Webkit, rendering engine and forks
Safari's rendering engine, because it's compact, has equipped toolbars for rendering pages, but now tends to skip hands.

To create its new browser, Safari, Apple abandoned Gecko and preferred runtime KHTML for Linux, which displays pages under the Konqueror browser.
Subsequently, Apple launched the WebKit project in 2001 using the KHTML code, which becomes open source in 2007 or more specifically, becomes available for third-party use.
It is also used on Apple and Nokia mobile devices. It replaced Gecko in Gnome's Epifany browser under Linux.
Google launched its Chrome browser in 2008, taking the WebKit code associated with the ultra-fast JavaScript compiler that started the race to speed JavaScript engines. It was also used on Android.
Subsequently, Google, in turn, launched a fork of WebKit - Blink, which replaced it with Chrome and Android in 2013.
Opera used WebKit in the Ice browser for smartphones as a replacement for Presto, its own rendering engine. This browser has a minimalistic interface.
But she has been using Blink on all her browsers since 2013.
Based on Ballmer's overly optimistic interpretation of the words, there were rumors that Microsoft might use WebKit for some of its products, but this was subsequently denied by the interested party. The phrase was rather ambiguous:
"The open source is interesting. Apple has adopted WebKit, and we can see from this side, but we will continue to create extensions for IE 8." (Sydney Developers Conference in November 2008.)
However, Microsoft is a member of WebKit to use some of its programs in the browser.
WebKit 2 is a new version that separates web pages and applications from the browser itself, as Chrome already does. It is used by Apple, but has never been used by Chrome, which already had its own architecture for this effect .
It was separated from the modified version used by Google to create Blink on April 3, 2013. This version of the engine in Chromium uses separate processes for each iFrame, which is safer.
Webkit is not the most used rendering engine, which depends on the market share of browsers, as well as on its use in tools such as Qt or Node-Webkit (which originally used Webkit, hence the name, but then switched to Blink).
Rendering engines for other browsers are:
- Microsoft's trident for the late Internet Explorer since version 4. (1997).
WebKit is fully compatible with Internet standards, unlike the Trident rendering engine prior to versions 9 and 10 IE. - Gecko from Mozilla for Firefox. (1998)
- Presto of the Opera. It has been the successor to Elektra since version 7 (2003). But Blink succeeded in 2013 .
- Gazelle. This is a rendering engine and browser project that would work as an operating system .
- Servo. The new Mozilla browser is written in the new system language Rust.
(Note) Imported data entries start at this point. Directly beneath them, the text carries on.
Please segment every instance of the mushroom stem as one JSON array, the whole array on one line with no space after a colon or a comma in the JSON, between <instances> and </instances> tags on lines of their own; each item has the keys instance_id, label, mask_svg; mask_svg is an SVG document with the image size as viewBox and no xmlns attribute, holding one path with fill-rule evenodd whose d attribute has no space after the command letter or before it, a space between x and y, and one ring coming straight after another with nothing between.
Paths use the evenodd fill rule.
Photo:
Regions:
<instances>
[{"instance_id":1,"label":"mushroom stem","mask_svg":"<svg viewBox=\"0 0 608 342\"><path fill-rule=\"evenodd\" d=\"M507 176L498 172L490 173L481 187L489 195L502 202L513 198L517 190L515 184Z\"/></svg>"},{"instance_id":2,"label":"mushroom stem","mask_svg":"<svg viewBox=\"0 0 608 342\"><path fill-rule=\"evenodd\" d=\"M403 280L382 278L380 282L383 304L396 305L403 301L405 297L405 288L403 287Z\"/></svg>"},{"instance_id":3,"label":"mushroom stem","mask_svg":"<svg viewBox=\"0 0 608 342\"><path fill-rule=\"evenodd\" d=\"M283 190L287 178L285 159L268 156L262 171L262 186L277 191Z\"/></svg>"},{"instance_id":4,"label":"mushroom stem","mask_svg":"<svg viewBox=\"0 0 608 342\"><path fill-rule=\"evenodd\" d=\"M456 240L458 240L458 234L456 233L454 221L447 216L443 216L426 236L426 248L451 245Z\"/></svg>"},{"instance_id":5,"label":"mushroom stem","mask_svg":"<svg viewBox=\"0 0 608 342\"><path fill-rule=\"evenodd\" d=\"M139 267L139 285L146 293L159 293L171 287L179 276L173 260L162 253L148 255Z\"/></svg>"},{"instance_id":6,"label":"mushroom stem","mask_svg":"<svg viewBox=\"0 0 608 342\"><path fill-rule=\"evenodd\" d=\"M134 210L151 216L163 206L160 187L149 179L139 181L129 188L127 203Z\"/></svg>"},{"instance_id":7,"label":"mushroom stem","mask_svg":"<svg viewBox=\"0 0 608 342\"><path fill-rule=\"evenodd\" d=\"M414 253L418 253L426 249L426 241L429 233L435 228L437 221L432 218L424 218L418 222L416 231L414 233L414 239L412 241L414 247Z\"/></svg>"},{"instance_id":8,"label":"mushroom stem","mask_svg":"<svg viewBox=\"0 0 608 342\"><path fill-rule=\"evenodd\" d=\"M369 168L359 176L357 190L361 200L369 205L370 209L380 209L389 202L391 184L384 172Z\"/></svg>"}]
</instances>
- EdgeHTML. For the "Microsoft Edge" browser that accompanies Windows 10.
History
- 1998. KHTML development.
- 2000. Distributed KHTML - HTML rendering engine for Linux Konqueror browser.
- 2000. KSJ is a JavaScript interpreter for Konqueror, and complements KHTML.
- 2001, June 25. Apple creates a fork from KHTML and KJS called WebKit.
- 2003, Jan. Apple's Safari browser announcement (at MacWorld).
- 2005, June. Apple is obliged to make all code available to everyone. It was completed in January 2006.
- 2008, Sept. Google's new Chrome browser is powered by Webkit. But it uses Google's own JavaScript compiler, V8.
- 2010, April 8. Announced the WebKit 2 project.
- 2010, Aug. Konqueror and KDE can use Webkit or KHTML as their choice.
- 2013, March 7. Apple serves up the WebKit brand.
- 2013, April. Google, in turn, forks and creates Blink, in a formed set of V8 and Blink called Chromium. Chromium tends to replace WebKit in other tools as well.
- 2014, May. Webkit FTL JIT is a new JavaScript interpreter, partially based on LLVM, that allows you to optimize and speed up your code more. Only part of the code is compiled for LLVM. It is enabled by default on MacOS and iOS .
For more information, see:
- WebKit. Site.
- Use WebKit for local application. Linux Magazine/English.
This is due to the use of the Qt and QtWebKit frameworks, which are impressive in size but portable and fairly easy to use.
See also
- Chrome.
- Qt. GUI library that includes Webkit.
- WebGL. A 3D library for the Web based on OpenGL is supported by Webkit (and displayed in Canvas ).
Opera goes under WebKit
Opera
For Android and iOS, Opera's WebKit-based browser is called ICE. The advantage under smartphones is that WebKit is also a native rendering engine, giving ICE faster access to hardware. For desktop PCs, this allows Opera to share all the achievements of WebKit, in which it also undertakes to participate. His first involvement in it concerns the organization of pages in columns.
This is good news for web application developers and webmasters: the compatibility problem is less. For Internet users, this will offer a different interface. On mobile Opera, 15% of the market share in 2013 according to StatCounter.